Pour Philippe Pinta, président de l’AGPB-céréaliers de France et d’Orama, les propositions de la Commission confirment une vision libérale de l’agriculture.
Dès leur officialisation, Orama a condamné les propositions de la Commission européenne pour le bilan de santé de la Pac.
En préconisant un nouveau rétrécissement du champ de l’intervention et une abolition définitive de la jachère obligatoire, en proposant pour les paiements directs des aménagements (harmonisation des montants/hectare, modulation accrue, plafonnement) particulièrement pénalisants pour les producteurs de céréales et d’oléoprotéagineux, la Commission tend à exposer ces derniers à des risques importants.
Du fait des aléas affectant les récoltes européennes et mondiales, ils auront toujours à faire face, en effet, à d’amples fluctuations de marché. En outre, si les prix mondiaux retrouvaient leurs niveaux antérieurs, les désordres monétaires internationaux pourraient avoir un violent impact sur leurs comptes d’exploitation. Comment oublier enfin, à ce sujet, que les États-Unis s’apprêtent à consolider les aides - couplées comme découplées, peu importent les prescriptions de l’OMC - qui permettent à leurs agriculteurs d’aborder les marchés à n’importe quel prix ?

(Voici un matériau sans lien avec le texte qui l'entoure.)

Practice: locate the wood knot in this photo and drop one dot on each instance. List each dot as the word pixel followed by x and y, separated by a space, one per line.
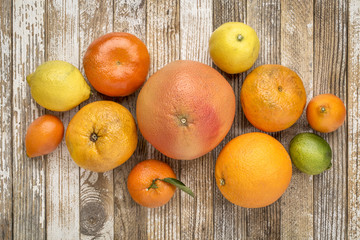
pixel 92 218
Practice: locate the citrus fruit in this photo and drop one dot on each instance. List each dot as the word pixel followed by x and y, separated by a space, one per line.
pixel 310 153
pixel 145 186
pixel 325 113
pixel 185 109
pixel 101 136
pixel 272 97
pixel 234 47
pixel 116 64
pixel 58 86
pixel 253 170
pixel 43 135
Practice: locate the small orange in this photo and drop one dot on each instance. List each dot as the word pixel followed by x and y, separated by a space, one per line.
pixel 43 135
pixel 326 113
pixel 117 63
pixel 253 170
pixel 272 97
pixel 145 187
pixel 101 136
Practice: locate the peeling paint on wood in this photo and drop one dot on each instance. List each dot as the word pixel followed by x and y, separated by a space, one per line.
pixel 62 181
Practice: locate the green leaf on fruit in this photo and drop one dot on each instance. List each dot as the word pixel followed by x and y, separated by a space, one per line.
pixel 179 185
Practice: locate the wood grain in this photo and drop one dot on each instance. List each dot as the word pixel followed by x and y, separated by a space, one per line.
pixel 96 189
pixel 264 17
pixel 229 219
pixel 197 214
pixel 162 33
pixel 6 149
pixel 130 218
pixel 62 174
pixel 50 197
pixel 28 174
pixel 353 117
pixel 330 49
pixel 297 54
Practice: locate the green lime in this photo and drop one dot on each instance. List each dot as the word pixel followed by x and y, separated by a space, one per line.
pixel 310 153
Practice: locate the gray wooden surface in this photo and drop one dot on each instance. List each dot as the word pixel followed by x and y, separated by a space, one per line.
pixel 50 197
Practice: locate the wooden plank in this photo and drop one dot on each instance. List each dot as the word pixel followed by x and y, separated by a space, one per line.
pixel 130 218
pixel 353 118
pixel 96 189
pixel 297 54
pixel 5 124
pixel 229 219
pixel 163 32
pixel 264 17
pixel 197 214
pixel 62 174
pixel 28 174
pixel 330 49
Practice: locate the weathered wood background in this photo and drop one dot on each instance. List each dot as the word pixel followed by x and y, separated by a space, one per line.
pixel 51 198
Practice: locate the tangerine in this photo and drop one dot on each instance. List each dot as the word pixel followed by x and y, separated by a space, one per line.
pixel 272 97
pixel 43 135
pixel 116 64
pixel 101 136
pixel 145 185
pixel 326 113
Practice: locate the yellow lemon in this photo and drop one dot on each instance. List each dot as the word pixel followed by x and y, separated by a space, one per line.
pixel 234 47
pixel 58 86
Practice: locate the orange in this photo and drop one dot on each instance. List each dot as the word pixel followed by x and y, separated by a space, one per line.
pixel 185 109
pixel 253 170
pixel 101 136
pixel 272 97
pixel 145 186
pixel 326 113
pixel 43 135
pixel 117 63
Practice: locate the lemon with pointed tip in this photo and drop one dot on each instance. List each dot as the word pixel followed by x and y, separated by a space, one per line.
pixel 234 47
pixel 58 86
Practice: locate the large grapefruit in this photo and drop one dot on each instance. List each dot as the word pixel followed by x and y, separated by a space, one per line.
pixel 185 109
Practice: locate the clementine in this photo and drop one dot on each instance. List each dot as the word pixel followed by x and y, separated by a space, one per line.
pixel 253 170
pixel 272 97
pixel 101 136
pixel 117 63
pixel 43 135
pixel 145 185
pixel 185 109
pixel 325 113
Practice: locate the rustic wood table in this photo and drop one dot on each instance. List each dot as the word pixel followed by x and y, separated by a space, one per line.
pixel 51 198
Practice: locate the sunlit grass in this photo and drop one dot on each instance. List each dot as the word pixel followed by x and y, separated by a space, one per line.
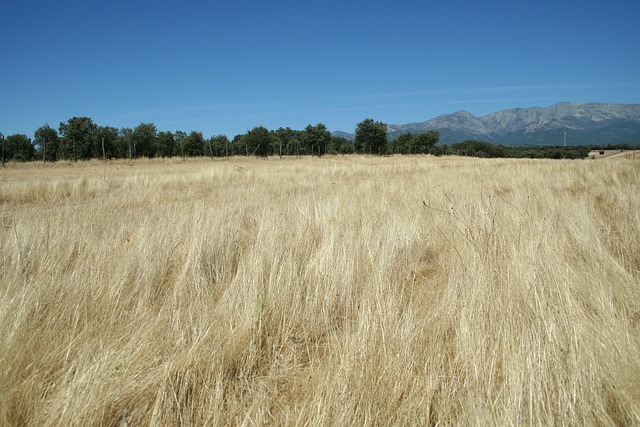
pixel 340 291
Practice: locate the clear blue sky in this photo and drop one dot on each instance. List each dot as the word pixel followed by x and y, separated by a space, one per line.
pixel 224 67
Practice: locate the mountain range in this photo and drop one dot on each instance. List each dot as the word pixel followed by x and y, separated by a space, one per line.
pixel 584 124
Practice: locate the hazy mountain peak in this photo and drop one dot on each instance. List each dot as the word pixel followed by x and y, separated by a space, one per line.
pixel 584 123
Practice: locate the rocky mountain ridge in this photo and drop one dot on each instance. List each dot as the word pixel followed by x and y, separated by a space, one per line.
pixel 584 123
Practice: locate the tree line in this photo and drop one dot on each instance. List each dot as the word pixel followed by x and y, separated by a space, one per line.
pixel 79 138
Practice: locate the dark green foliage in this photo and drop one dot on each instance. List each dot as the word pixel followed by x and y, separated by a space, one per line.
pixel 79 139
pixel 317 139
pixel 166 144
pixel 424 142
pixel 485 149
pixel 258 141
pixel 145 137
pixel 111 138
pixel 371 137
pixel 220 145
pixel 339 145
pixel 47 143
pixel 195 145
pixel 19 148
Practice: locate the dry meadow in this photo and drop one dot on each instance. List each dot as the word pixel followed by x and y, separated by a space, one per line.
pixel 334 291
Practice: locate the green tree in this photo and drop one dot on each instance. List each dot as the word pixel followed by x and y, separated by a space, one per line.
pixel 317 139
pixel 110 136
pixel 340 145
pixel 180 137
pixel 404 144
pixel 371 137
pixel 194 145
pixel 78 139
pixel 259 141
pixel 126 143
pixel 166 144
pixel 425 141
pixel 47 143
pixel 19 148
pixel 145 136
pixel 220 145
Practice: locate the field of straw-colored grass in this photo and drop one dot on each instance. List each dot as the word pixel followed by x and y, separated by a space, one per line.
pixel 333 291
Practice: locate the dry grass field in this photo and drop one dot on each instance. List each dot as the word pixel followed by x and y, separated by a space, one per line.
pixel 334 291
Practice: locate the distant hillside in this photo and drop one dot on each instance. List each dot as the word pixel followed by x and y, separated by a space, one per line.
pixel 584 123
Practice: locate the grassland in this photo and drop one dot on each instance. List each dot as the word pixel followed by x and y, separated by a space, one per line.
pixel 334 291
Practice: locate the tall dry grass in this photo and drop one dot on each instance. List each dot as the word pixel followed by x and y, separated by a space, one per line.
pixel 336 291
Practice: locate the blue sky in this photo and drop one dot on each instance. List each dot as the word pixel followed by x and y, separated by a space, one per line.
pixel 224 67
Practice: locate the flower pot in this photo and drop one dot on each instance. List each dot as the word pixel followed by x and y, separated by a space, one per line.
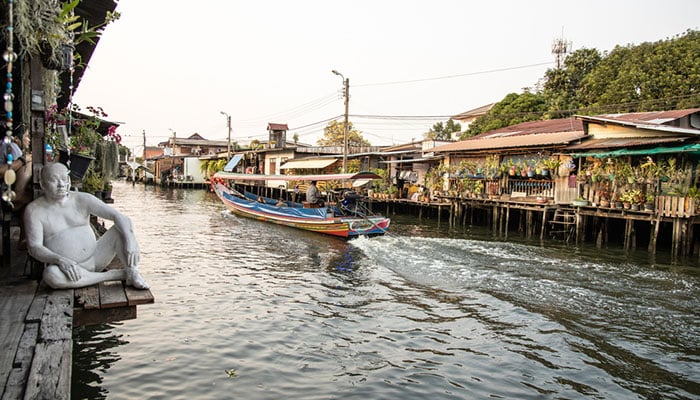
pixel 76 163
pixel 580 203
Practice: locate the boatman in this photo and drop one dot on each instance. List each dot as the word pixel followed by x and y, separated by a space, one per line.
pixel 59 233
pixel 313 195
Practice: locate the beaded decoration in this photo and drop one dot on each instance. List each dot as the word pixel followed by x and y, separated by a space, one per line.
pixel 10 57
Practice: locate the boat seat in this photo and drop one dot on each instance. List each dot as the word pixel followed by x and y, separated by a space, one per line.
pixel 306 204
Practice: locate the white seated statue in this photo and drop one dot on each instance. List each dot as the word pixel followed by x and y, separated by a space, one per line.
pixel 59 233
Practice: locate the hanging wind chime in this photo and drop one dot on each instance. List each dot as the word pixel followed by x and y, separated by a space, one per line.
pixel 10 57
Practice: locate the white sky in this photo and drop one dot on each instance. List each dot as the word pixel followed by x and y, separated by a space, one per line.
pixel 175 64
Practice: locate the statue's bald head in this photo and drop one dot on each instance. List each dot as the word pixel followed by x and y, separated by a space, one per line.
pixel 55 170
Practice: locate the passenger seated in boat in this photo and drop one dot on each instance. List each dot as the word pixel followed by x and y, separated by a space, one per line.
pixel 350 199
pixel 59 233
pixel 313 195
pixel 281 203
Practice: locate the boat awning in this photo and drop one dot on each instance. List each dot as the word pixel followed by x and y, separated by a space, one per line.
pixel 413 160
pixel 688 149
pixel 233 162
pixel 308 163
pixel 320 177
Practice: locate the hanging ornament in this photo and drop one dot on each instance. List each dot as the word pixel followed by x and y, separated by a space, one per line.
pixel 9 56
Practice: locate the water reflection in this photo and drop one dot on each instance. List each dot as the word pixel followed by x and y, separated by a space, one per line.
pixel 95 349
pixel 426 312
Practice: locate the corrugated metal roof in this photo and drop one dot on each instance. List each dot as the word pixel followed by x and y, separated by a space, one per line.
pixel 535 127
pixel 650 117
pixel 308 163
pixel 653 120
pixel 615 143
pixel 543 139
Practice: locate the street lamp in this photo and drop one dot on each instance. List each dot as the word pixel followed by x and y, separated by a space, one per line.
pixel 346 92
pixel 228 124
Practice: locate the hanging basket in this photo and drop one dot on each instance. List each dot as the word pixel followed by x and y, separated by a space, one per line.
pixel 78 164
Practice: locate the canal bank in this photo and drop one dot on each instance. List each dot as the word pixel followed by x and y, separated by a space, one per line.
pixel 262 311
pixel 670 225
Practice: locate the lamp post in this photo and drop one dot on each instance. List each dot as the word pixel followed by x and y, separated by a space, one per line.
pixel 346 92
pixel 228 142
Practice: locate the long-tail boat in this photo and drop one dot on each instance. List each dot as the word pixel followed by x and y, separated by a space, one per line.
pixel 345 214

A vrai dire, venant de la Commission, ces propositions n’étonnent pas. Elle ne font que confirmer les ambitions intimes qu’elle nourrit en matière agricole : d’une part, s’impliquer le moins possible face aux mouvements erratiques de la production et des marchés; d’autre part, retrouver des marges budgétaires au profit de l’aménagement rural. Tout cela est cohérent avec ses abandons à répétition dans les négociations de l’OMC. Tout cela est conforme à sa vision libérale - et par conséquent réduite - de l’agriculture.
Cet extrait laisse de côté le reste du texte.